The rate of the decomposition reaction is the same as the rate of change in [C ₆₀ O ₃ ], since the reaction reduces this concentration. The rate of change in the concentration is proportional to the slope of the graph in Figure 2. Therefore, we define the rate of this reaction as

$\mathit{\text{Rate}}=\frac{d\left[{\text{C}}_{60}{\text{O}}_3\right]}{\text{d}\text{t}}\approx -\frac{\text{Δ}\left[{\text{C}}_{60}{\text{O}}_3\right]}{\text{Δ}\text{t}}$

Technically, we should take the derivative of the curve in Figure 2, since the graph is not a straight line, but we can make an excellent estimate by taking differences as shown in this equation. Notice we have added a negative sign to the rate of change of the concentration. This is because we want the rate of reaction to be positive, since the reaction is proceeding forward. However, we are measuring the rate of disappearance of the reactant in this case, which is a negative number. By including a negative sign in the definition of reaction rate in Equation (1), the rate is a positive number. The rate, calculated in this way, is plotted as a function of time in Figure 3.

Looking at Figure 2, we see that the slope of the graph changes over the course of time. We should not be surprised then that Figure 3 shows that the rate of the reaction decreases as the reaction proceeds. The reaction is at first very fast but then slows considerably as the reactant C ₆₀ O ₃ is depleted.

The shape of the graph for rate versus time (Figure 3) is very similar to the shape of the graph for concentration versus time (Figure 2). This suggests that the rate of the reaction is related to the concentration of C ₆₀ O ₃ at each time. Therefore, in Figure 4, we plot the rate of the reaction, defined in Equation (1) and shown in Figure 3, versus the absorbance of the C ₆₀ O ₃ .

We find that there is a very simple proportional relationship between the rate of the reaction and the concentration of the reactant. Therefore, we can write

$\mathit{\text{Rate}}=\frac{d\left[{\text{C}}_{60}{\text{O}}_3\right]}{\text{d}\text{t}}=\text{k}\left[{\text{C}}_{60}{\text{O}}_3\right]$

where k is a proportionality constant.
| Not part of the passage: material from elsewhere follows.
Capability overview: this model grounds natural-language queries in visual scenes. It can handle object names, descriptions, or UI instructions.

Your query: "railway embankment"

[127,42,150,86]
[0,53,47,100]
This equation shows that, early in the reaction when [C ₆₀ O ₃ ] is large, the reaction proceeds rapidly. As C ₆₀ O ₃ is consumed, the reaction slows down. Equation (2) is an example of a “rate law,” expressing the relationship between the rate of a reaction and the concentrations of the reactant or reactants. Rate laws are expressions of the relationship between experimentally observed rates and concentrations.

As a second example of a reaction rate, we consider the “dimerization reaction” of butadiene gas, CH ₂ =CH-CH=CH ₂ . Two butadiene molecules can combine to form vinylcyclohexene, shown in Figure 5.

Table 2 provides experimental data on the gas phase concentration of butadiene [C ₄ H ₆ ] as a function of time at T = 250 ºC.

We can estimate the rate of reaction at each time step as in Equation (1), and these data are presented in Table 2 as well. Again we see that the rate of reaction decreases as the concentration of butadiene decreases. This suggests that the rate is given by an expression like Equation (2). To test this, we calculate Rate /[C ₄ H ₆ ] in Table 2 for each time step. We note that this is not a constant, so the relationship in Equation (2) does not describe the relationship between the rate of reaction and the concentration of butadiene. We can try a variety of different functions to find one which does describe the data. In Table 2, we calculate Rate /[C ₄ H ₆ ] ² to see if the relationship is an inverse square. We discover that this ratio is a constant throughout the reaction.